Dogol melompat maju seperti seekor harimau ingin menerkam mangsanya. Kedua telapak tangannya siap dihempaskan dalam satu gerakan bersamaan. Tetapi belum tercapai maksudnya itu, tiba-tiba berkelebat sesosok bayangan melintas di depannya. Wuttt...!

"Aaauh...!"

Tiba-tiba terdengar suara Dogol menjerit sebelum ia jatuh ke tanah. Dan ketika ia jatuh ke tanah, ternyata tangan kanannya dulu yang jatuh, setelah itu disusul dengan tubuhnya yang rada gemuk itu.

Pluk, bluggh... !

Pendekar Mabuk pun terkesiap melihat tangan kanan Dogol dalam keadaan putus terpotong.

Dogol meraung kesakitan, darah mengucur ke sekujur tubuh, karena tangan itu putus dari batas pergelangan sikunya.

Segera Suto berpaling memandang ke arah berlawanan dengan jatuhnya Dogol. Dan mata Suto kembali terkesiap melihat seraut wajah cantik jelita telah berdiri di sana dengan pedang panjang tergenggam memakai dua tangan. Wajah cantik itu berdiri agak miring, seakan siap tebaskan pedang panjangnya lagi jika Suto atau siapa pun maju menyerangnya.

Dogol segera bangkit dengan meratap-ratap. Melihat orang yang masih memegang pedang dengan berlumur darah pada bagian tepiannya, Dogol menjadi sangat gemetar, kemudian tanpa bicara apa-apa ia pun segera lari pergi dari tempat itu.

Wuttt...!

Beberapa saat dia kembali lagi. Wuttt...! Potongan tangannya ketinggalan, dan kini diambilnya dengan rasa takut, kemudian pergi lagi dengan berlari secepat- cepatnya. Wuttt... !
"Kulaporkan kau pada guruku!" teriaknya sambil menjauh dan cepat menghilang di semak-semak belukar sana.

Kini tinggal Pendekar Mabuk dan perempuan cantik itu. Perempuan itu memandang Suto dengan wajah judes, mulutnya masih cemberut, itu lantaran tadi ia menebas tangan Dogol. Dan agaknya ia memang punya kejengkelan atau dendam kepada Dogol, sehingga cemberut di wajahnya belum hilang, walaupun kini yang dihadapi adalah seorang pemuda tampan berwajah menarik.

"Gerakan pedangmu cukup hebat! Kau pasti jago memainkan pedang, dan mungkin menguasai jurus pedang yang dahsyat! Caramu berkelebat bisa memilih mana yang tangan dan mana yang kepala. Dan aku yakin kau sengaja tidak membunuh orang tadi, namun hanya melukainya sebagai pelajaran bagi orang itu!"
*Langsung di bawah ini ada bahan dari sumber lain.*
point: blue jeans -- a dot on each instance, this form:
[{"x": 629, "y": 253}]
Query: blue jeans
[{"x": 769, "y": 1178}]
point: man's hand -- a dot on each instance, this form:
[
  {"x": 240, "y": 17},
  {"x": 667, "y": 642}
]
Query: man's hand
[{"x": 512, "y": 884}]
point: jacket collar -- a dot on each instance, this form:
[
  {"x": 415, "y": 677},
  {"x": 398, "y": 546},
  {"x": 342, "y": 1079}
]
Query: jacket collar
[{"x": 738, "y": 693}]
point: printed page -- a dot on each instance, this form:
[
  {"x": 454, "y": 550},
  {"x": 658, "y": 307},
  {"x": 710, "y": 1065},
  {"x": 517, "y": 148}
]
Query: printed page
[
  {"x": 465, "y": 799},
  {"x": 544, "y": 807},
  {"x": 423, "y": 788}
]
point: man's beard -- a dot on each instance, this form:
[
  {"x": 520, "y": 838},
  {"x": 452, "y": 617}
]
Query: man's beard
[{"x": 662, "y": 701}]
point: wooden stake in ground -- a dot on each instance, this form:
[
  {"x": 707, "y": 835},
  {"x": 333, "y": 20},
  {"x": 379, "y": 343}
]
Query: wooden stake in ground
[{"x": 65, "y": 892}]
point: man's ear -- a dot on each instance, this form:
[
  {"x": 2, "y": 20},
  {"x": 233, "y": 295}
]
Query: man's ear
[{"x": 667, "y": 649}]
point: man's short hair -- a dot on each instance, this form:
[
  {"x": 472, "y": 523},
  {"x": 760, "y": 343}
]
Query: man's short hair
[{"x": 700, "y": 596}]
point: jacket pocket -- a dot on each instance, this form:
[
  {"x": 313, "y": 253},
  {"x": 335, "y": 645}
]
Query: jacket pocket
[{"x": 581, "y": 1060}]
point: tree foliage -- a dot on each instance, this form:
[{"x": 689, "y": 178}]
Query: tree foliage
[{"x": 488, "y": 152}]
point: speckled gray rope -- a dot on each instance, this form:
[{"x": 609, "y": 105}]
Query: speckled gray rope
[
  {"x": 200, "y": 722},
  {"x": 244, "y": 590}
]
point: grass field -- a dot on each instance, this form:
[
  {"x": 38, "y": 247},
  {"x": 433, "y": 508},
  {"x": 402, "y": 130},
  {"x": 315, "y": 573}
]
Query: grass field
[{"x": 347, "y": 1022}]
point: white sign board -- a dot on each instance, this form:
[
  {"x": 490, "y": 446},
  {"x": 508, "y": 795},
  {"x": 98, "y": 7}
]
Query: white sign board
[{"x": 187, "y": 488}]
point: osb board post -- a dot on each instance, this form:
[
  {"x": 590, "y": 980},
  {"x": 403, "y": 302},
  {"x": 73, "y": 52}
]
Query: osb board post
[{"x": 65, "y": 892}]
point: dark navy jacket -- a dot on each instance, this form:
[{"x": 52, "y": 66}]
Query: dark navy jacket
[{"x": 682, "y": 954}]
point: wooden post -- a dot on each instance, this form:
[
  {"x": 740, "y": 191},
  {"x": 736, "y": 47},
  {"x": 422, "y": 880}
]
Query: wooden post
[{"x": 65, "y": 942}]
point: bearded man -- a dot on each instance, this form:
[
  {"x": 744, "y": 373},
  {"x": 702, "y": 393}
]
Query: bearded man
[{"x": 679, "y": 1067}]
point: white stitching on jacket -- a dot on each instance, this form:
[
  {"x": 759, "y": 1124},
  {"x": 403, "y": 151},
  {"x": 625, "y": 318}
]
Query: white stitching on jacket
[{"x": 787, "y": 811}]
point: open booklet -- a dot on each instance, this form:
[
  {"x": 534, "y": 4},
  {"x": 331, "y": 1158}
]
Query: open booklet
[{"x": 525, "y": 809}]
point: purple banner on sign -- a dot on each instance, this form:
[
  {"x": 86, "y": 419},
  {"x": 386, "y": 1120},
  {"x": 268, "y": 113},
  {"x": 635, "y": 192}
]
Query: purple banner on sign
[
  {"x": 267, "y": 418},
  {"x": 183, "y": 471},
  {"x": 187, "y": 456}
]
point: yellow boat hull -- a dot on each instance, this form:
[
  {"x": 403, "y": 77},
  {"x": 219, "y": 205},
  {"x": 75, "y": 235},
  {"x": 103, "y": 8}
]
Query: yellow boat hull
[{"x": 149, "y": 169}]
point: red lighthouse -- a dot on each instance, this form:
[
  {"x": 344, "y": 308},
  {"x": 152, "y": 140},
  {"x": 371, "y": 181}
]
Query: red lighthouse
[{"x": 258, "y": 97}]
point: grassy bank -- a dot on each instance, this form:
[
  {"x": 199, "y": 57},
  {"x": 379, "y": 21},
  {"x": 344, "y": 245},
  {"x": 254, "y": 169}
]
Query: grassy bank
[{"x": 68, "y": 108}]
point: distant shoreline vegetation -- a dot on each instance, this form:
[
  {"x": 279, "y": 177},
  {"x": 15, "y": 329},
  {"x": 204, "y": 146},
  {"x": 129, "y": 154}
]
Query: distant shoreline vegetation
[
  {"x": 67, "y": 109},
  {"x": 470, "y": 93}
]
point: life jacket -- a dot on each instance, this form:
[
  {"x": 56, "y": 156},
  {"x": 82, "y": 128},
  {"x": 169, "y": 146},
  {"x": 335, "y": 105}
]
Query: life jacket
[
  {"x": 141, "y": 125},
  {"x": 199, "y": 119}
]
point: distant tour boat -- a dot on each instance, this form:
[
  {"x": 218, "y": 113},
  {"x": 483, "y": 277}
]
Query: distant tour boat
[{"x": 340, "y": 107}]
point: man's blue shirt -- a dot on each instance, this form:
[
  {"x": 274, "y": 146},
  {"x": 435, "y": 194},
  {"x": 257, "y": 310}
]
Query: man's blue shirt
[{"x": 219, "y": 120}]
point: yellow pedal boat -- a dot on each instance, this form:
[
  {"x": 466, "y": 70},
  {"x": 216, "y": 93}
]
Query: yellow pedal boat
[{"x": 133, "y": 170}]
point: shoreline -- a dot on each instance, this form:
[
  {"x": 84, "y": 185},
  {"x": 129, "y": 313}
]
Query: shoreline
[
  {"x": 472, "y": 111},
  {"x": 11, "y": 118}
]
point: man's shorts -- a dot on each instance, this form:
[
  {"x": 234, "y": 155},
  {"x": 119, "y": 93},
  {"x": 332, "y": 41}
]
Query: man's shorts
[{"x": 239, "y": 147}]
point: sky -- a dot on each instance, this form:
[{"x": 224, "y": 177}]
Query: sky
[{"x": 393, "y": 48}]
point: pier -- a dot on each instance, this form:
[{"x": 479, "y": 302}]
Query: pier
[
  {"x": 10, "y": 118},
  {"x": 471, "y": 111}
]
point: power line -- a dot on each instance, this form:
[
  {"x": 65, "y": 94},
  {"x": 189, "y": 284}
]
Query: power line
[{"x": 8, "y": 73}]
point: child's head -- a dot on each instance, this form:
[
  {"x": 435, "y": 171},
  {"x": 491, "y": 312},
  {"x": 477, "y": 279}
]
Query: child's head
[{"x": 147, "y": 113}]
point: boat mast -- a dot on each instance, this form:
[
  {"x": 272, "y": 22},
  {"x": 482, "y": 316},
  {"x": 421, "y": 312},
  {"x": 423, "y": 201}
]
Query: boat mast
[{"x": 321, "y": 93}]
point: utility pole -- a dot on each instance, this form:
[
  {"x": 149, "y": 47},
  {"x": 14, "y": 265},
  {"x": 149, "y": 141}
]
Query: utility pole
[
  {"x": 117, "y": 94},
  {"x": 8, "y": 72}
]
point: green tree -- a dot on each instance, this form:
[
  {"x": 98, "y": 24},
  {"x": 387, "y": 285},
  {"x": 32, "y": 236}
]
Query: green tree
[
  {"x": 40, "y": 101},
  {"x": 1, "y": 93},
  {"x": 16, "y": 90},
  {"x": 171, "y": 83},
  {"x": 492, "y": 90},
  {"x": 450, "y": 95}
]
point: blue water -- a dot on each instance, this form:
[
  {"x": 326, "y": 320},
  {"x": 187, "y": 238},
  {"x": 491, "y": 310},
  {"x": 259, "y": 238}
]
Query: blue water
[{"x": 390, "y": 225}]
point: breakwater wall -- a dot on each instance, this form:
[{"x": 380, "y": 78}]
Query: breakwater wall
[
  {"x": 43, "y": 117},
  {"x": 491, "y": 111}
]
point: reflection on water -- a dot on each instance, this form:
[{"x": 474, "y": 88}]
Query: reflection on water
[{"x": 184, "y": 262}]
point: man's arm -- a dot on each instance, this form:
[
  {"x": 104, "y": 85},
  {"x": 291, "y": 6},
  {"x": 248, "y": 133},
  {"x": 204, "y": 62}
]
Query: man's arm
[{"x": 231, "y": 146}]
Gadis cantik yang wajahnya sungguh mempesona itu diam saja, tapi sudah mulai mengendurkan ketegangannya. Bahkan mengambil beberapa helai daun semak, lalu membersihkan pedangnya, dan dimasukkan kembali ke dalam sarung pedang yang ada di punggungnya. Sarung pedang itu tersumbul dari celah- celah rambutnya yang panjang sebatas lewat punggung dan diurai lepas. Ia mengenakan jubah tipis warna hijau muda dengan pakaian pinjung hitam sebatas dada. Tersembul jelas warna dada dalam belahan kulit kuning langsat yang mulus menggiurkan hati lelaki.

"Ini lebih cantik lagi," gumam Suto Sinting dalam hatinya yang berseri-seri memuji kecantikan perempuan itu. "Ia kelihatan lebih cantik dari Arum Kafan atau Kembang Darah, atau si Delima Ungu. Dan ia kelihatan lebih matang. Matanya pun menantang nakal, bibirnya berbentuk sangat indah. Bentuk wajahnya yang sedikit lonjong, sangat sesuai dengan bentuk hidungnya yang mancung. Wahai, siapa gerangan dia, ya Dewa? Mengapa ia amat mengagumkan dan menawan hatiku?"